How can I calculate the inertia tensor of a hollow object defined by a triangle mesh?

Question

I want to calculate the mass, center of mass, and inertia tensor of player created objects. Some of the objects will be hollow instead of solid. I am creating a closed triangle mesh for their object. Note that this is for a physics building game so I want the values to be as accurate as possible (within reason).

Based on the references listed below, I can get the properties for a solid object by creating a tetrahedron from each triangle of the mesh and calculating the signed volume which gives the mass (volume * density) and the center of mass. I even got the inertia tensor calculation working.

How do I do the same for a hollow object?

1. For the mass and center of mass, I am iterating through the triangles of the mesh and totaling their area and calculating the area-weighted average of their positions, then multiplying the surface area by a "density" value to get the mass.

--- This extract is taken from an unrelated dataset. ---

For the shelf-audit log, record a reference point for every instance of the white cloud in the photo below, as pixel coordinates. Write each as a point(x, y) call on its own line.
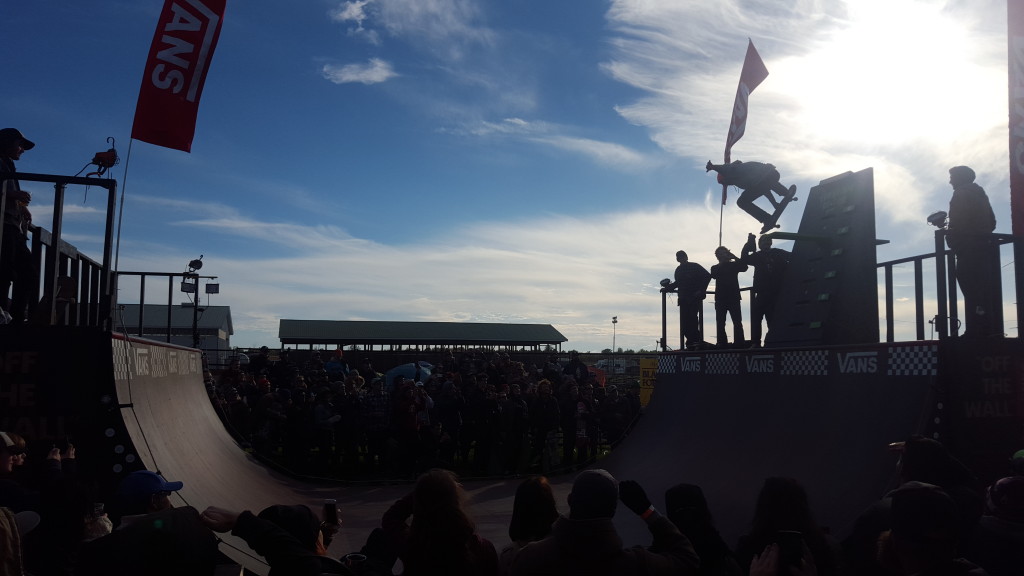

    public static (float, Vector3) CalculateSurfaceArea(Mesh mesh)
    {
        Vector3[] vertices = mesh.vertices;
        int[] triangles = mesh.triangles;
   
        float totalArea = 0f;
        Vector3 temp = Vector3.zero;
   
        for (int i = 0; i <= triangles.Length - 3; i += 3)
        {
            Vector3 v1 = vertices[triangles[i]];
            Vector3 v2 = vertices[triangles[i + 1]];
            Vector3 v3 = vertices[triangles[i + 2]];
            Vector3 edge21 = v2 - v1;
            Vector3 edge31 = v3 - v1;
   
            float area = Vector3.Cross(edge21, edge31).magnitude / 2f; // area of the triangle
            totalArea += area;
   
            Vector3 triCenter = (v1 + v2 + v3) / 3f; // center of the triangle
            temp += triCenter * area;
        }
   
        Vector3 areaCenter = temp / totalArea;
   
        return (totalArea, areaCenter);
    }
   

2. For the inertia tensor, I am trying a similar approach where I iterate through all the triangles and total up their moments of inertia and using the parallel-axis theorem to account for their positions but (a) I am not sure this is correct and (b) how do I calculate the products of inertia (Ixy, Ixz, Iyz)?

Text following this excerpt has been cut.